Oui, oui, je comprends bien ta réponse, moi aussi j'ai déjà reçu des mails à mon nom ou des spams , mais là c'est pas le cas. je m'occupe d'un club photo, j'envoie régulièrement des infos à mes membres etc... mon nom n'est pas dans leur liste noire puisqu'avant d'être sur Mac (sur mail plus précisément) il n'y avait pas ce problème.  
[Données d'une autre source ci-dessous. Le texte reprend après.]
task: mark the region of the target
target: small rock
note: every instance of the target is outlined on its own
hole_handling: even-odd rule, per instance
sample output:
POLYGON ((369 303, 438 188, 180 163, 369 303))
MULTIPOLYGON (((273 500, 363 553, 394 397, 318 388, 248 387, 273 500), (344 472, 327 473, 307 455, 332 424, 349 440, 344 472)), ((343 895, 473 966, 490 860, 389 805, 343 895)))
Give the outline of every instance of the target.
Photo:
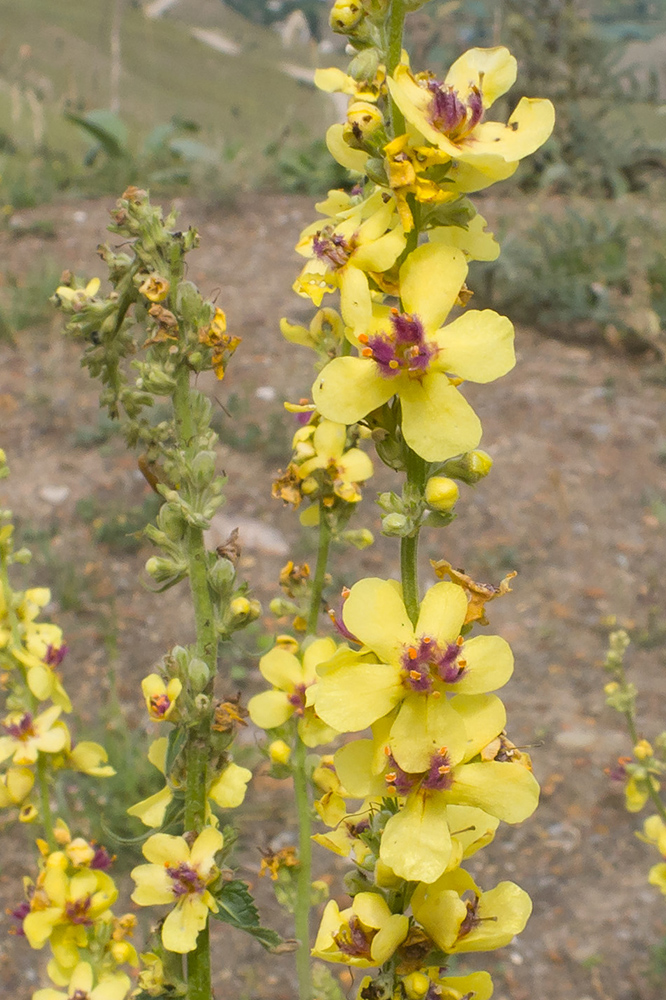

Je pensais simplement que j'avais oublié de configurer quelque chose dans mail? mais apparemment cela n'a pas l'air d'être çà?  par contre les BAL  de mes amis sont particulièrement sensibles pour ne pas dire allergiques à mail si j'ai bien compris!?


----------



## pascalformac (22 Janvier 2010)

A mon avis la raison est là:


zum a dit:


> je m'occupe d'un club photo, j'envoie régulièrement des infos à mes membres etc...


il est TRES possible qu'un des pc soit verolé et fait circuler ton adresse vers un spammeur qui sert de cette adresse comme """"envoyeur""
( et les mauvais filtres antispam-nombreux-  ne  font pas le detail entre adresse apparente et réelle)

autre possibilité
Si TON adresse apparait en public 
(site , forums ou même , tract )
ca augmente les risques d'etre reprise par un robot



> mon nom n'est pas dans leur liste noire


Si justement
elle y est
quelque part

A quel niveau difficile à dire


> puisqu'avant d'être sur Mac (sur mail plus précisément) il n'y avait pas ce problème.


ce qui n'a pas forcement de lien




> Je pensais simplement que j'avais oublié de configurer quelque chose dans mail? mais apparemment cela n'a pas l'air d'être çà?


nonon , pas de souci de ce coté



> par contre les BAL  de mes amis sont particulièrement sensibles pour ne pas dire allergiques à mail si j'ai bien compris!?


non , pas à Mail
Allergiques à ton adresse 
ce qui est très different


----------



## Fmparis (22 Janvier 2010)

... ça peut arriver pour les plusieurs raisons déjà décrites plus haut ! A moi c'est arrivé quand j'ai changé l'hébergeur de mon adresse principale. Mes mails à moi à même et quelques uns de mes amis allaient directement à la boîte "spam" même si à priori ils n'étaient pas en liste noir.  
Pour résoudre ton problème auprès de tes amis ... tu leur demande de mettre ton adresse en liste blanche.... et op... plus de problème. Bonne journée


----------



## PA5CAL (22 Janvier 2010)

pascalformac a dit:


> ( me proposant du viagra des logiciels etc)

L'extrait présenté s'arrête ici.